W play-off włocławianie wygrali zaledwie 1 z 3 spotkań. Presja? Wydaje się, że ten czynnik odegrał dużą rolę. We Włocławku wszyscy głośno mówili o medalach, pucharach. Balonik był napompowany do granic możliwości. Aż wreszcie pękł i to z hukiem. - Większość zawodników nie miała okazji grać w takim zespole, który bił się o najwyższą stawkę. Cała otoczka, która się wytworzyła wokół nas, na pewno pozytywnie nie wpływała na koszykarzy - tłumaczył nam Igor Milicić.
Dwójkowe akcje powstrzymane
Znakiem firmowym Anwilu w sezonie zasadniczym były dwójkowe akcje Łączyńskiego z Sobinem. To była kopalnia punktów włocławskiego zespołu. Energa Czarni świetnie to odczytali i za sprawą świetnie spisującego się Kravisha zatrzymali te akcje. Amerykanin nie dał pograć w tej serii chorwackiemu środkowemu, którzy dla wielu był jednym z kandydatów do MVP sezonu zasadniczego. I słusznie, bo grał znakomicie. W play-off aż tak dobrze nie wypadł: 10,2 punktu na mecz.

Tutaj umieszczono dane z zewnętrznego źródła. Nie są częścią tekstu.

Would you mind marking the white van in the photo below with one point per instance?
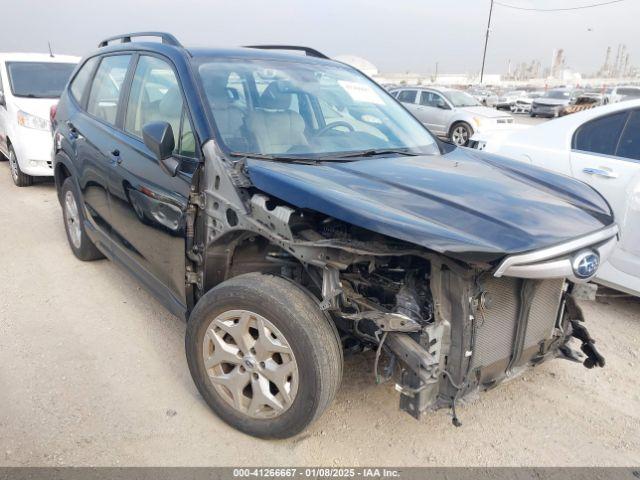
(30, 84)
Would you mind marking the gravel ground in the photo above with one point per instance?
(93, 372)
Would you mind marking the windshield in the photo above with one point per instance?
(461, 99)
(269, 107)
(557, 94)
(38, 79)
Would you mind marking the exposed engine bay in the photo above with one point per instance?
(440, 327)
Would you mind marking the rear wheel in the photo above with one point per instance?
(20, 179)
(263, 355)
(81, 245)
(460, 133)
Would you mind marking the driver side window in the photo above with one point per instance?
(431, 99)
(156, 96)
(407, 96)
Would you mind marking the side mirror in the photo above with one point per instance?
(158, 137)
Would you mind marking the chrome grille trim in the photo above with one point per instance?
(553, 262)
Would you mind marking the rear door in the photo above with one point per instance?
(148, 206)
(606, 155)
(92, 132)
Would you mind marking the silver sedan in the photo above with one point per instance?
(450, 113)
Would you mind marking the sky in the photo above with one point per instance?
(395, 35)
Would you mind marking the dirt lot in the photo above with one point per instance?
(93, 372)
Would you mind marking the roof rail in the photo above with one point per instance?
(126, 38)
(310, 52)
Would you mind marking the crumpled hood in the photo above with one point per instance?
(466, 204)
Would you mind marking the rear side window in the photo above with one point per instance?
(629, 146)
(156, 96)
(407, 96)
(106, 86)
(600, 135)
(81, 80)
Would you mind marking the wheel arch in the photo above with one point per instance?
(63, 169)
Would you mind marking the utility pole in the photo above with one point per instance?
(486, 41)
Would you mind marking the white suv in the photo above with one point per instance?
(30, 84)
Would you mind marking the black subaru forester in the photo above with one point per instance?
(290, 210)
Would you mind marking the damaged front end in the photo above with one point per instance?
(441, 327)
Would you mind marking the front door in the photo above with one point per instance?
(148, 206)
(92, 133)
(606, 155)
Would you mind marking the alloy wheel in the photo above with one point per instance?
(460, 135)
(250, 364)
(72, 218)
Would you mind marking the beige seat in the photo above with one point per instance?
(275, 127)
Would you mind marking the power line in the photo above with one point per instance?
(515, 7)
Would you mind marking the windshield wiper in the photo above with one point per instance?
(370, 153)
(275, 158)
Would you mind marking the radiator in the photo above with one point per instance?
(496, 322)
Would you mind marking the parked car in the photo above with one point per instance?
(620, 94)
(552, 103)
(600, 147)
(484, 96)
(523, 104)
(508, 99)
(288, 207)
(451, 113)
(29, 85)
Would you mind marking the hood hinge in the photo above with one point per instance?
(197, 199)
(192, 277)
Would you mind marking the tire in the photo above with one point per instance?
(19, 179)
(73, 216)
(311, 355)
(460, 133)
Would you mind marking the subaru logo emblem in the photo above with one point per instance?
(585, 264)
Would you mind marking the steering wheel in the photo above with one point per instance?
(333, 125)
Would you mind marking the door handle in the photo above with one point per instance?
(601, 172)
(72, 129)
(115, 154)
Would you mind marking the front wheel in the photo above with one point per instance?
(19, 178)
(263, 355)
(460, 134)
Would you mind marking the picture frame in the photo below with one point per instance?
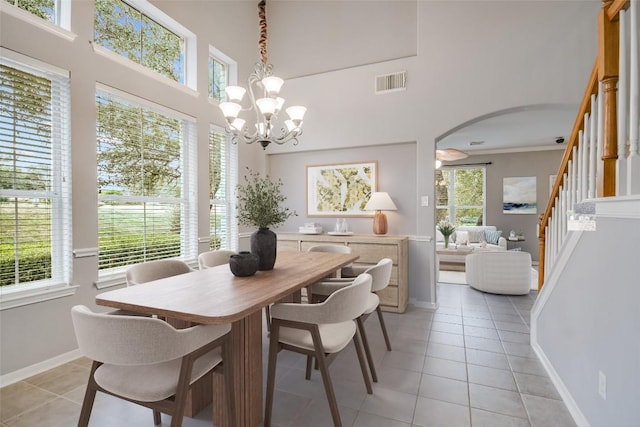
(519, 195)
(341, 190)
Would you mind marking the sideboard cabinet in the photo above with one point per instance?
(371, 249)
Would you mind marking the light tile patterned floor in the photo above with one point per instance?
(467, 364)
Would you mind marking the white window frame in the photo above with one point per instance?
(232, 70)
(190, 49)
(59, 285)
(62, 26)
(189, 236)
(231, 182)
(452, 202)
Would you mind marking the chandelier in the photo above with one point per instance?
(263, 83)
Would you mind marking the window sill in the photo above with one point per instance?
(29, 18)
(33, 293)
(147, 72)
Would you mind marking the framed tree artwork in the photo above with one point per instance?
(340, 190)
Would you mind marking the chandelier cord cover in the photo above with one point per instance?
(267, 107)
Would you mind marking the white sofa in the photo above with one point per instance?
(474, 236)
(504, 272)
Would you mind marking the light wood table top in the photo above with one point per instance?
(215, 295)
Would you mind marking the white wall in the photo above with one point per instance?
(591, 322)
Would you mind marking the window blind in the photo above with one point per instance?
(146, 182)
(35, 174)
(223, 177)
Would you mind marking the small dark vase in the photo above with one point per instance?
(244, 264)
(264, 244)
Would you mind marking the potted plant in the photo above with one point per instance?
(259, 204)
(447, 229)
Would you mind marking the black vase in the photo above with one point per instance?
(244, 264)
(264, 244)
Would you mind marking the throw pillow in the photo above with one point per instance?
(492, 236)
(476, 236)
(462, 237)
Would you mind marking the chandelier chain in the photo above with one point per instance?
(262, 42)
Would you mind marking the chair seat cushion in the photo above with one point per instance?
(372, 303)
(151, 383)
(335, 336)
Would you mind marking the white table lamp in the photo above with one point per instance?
(380, 201)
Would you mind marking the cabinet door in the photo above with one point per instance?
(372, 253)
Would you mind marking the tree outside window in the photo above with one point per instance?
(460, 195)
(125, 30)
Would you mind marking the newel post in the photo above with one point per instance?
(608, 41)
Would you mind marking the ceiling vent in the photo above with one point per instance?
(391, 82)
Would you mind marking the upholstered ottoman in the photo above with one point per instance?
(504, 272)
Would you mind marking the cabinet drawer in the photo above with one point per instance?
(305, 245)
(372, 253)
(287, 246)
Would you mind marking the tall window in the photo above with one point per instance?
(138, 36)
(218, 79)
(146, 181)
(35, 175)
(49, 10)
(460, 195)
(222, 182)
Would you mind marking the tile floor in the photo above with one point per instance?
(467, 364)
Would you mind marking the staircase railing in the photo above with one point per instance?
(602, 158)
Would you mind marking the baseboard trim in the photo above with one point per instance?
(38, 368)
(572, 406)
(423, 304)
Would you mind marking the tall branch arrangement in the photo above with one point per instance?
(260, 202)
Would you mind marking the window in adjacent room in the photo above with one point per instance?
(35, 176)
(222, 73)
(146, 181)
(51, 15)
(222, 182)
(141, 33)
(460, 195)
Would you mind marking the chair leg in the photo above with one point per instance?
(271, 372)
(267, 315)
(181, 392)
(384, 328)
(309, 364)
(89, 397)
(363, 363)
(326, 379)
(228, 381)
(157, 419)
(367, 349)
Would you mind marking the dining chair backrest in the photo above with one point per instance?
(339, 249)
(154, 270)
(381, 274)
(136, 340)
(349, 302)
(214, 258)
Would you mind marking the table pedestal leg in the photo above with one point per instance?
(246, 349)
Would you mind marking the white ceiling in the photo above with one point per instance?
(519, 129)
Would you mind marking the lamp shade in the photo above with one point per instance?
(380, 201)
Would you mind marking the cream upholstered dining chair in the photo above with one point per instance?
(381, 274)
(339, 249)
(214, 258)
(318, 331)
(148, 362)
(154, 270)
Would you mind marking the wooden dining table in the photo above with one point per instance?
(216, 296)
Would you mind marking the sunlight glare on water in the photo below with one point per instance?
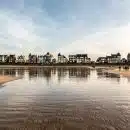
(64, 98)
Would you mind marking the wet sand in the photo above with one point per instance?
(5, 79)
(125, 73)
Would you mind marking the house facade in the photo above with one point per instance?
(128, 57)
(62, 59)
(47, 58)
(72, 58)
(12, 58)
(21, 59)
(1, 58)
(114, 58)
(101, 60)
(40, 59)
(79, 58)
(32, 59)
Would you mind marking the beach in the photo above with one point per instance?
(5, 79)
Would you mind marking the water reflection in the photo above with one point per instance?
(76, 100)
(107, 75)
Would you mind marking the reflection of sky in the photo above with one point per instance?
(42, 98)
(67, 26)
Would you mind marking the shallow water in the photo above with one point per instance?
(64, 99)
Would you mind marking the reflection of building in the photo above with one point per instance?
(102, 74)
(3, 58)
(101, 60)
(114, 58)
(123, 60)
(79, 58)
(47, 58)
(128, 57)
(12, 58)
(41, 59)
(79, 72)
(62, 59)
(21, 59)
(32, 58)
(72, 58)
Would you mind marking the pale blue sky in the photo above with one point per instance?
(96, 27)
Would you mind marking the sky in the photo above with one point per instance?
(95, 27)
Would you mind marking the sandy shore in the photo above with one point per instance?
(5, 79)
(125, 73)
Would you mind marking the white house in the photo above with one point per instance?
(62, 59)
(21, 59)
(101, 60)
(114, 58)
(128, 57)
(72, 58)
(79, 58)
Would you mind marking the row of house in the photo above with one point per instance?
(45, 59)
(48, 58)
(113, 58)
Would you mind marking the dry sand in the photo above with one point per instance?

Jeden z trenerów PLK powiedział nam, że Anwil grał zbyt statycznie, nie wykorzystał potencjału szybkości i atletyzmu, który drzemie w Washingtonie. - On potrafi rozerwać obronę i odegrać do kolegów ustawionych w rogach boiska. Nie było tego elementu zaskoczenia - mówi nam ta osoba.
Kontuzja Michała Chylińskiego
Pech. W ostatnim meczu rundy zasadniczej kontuzji kolana nabawił się Michał Chyliński, podstawowy Polak w zespole Igora Milicicia. To mocno pokrzyżowało plany chorwackiemu szkoleniowcowi, który musiał rotować czwórką Polaków, a praktycznie dwójką, bo do Leończyka i Łączyńskiego miał największe zaufanie. Młynarski grał nieregularnie, a Bartosz praktycznie wcale nie pojawiał się na parkiecie.
- Brak Chylińskiego wpłynął na naszą rotację, zwłaszcza w defensywie. Nie mieliśmy za dużo czasu na to, żeby przećwiczyć nowe warianty gry w obronie, jak i w ataku. Niestety to odbiło się na grze - mówił nam Milicić.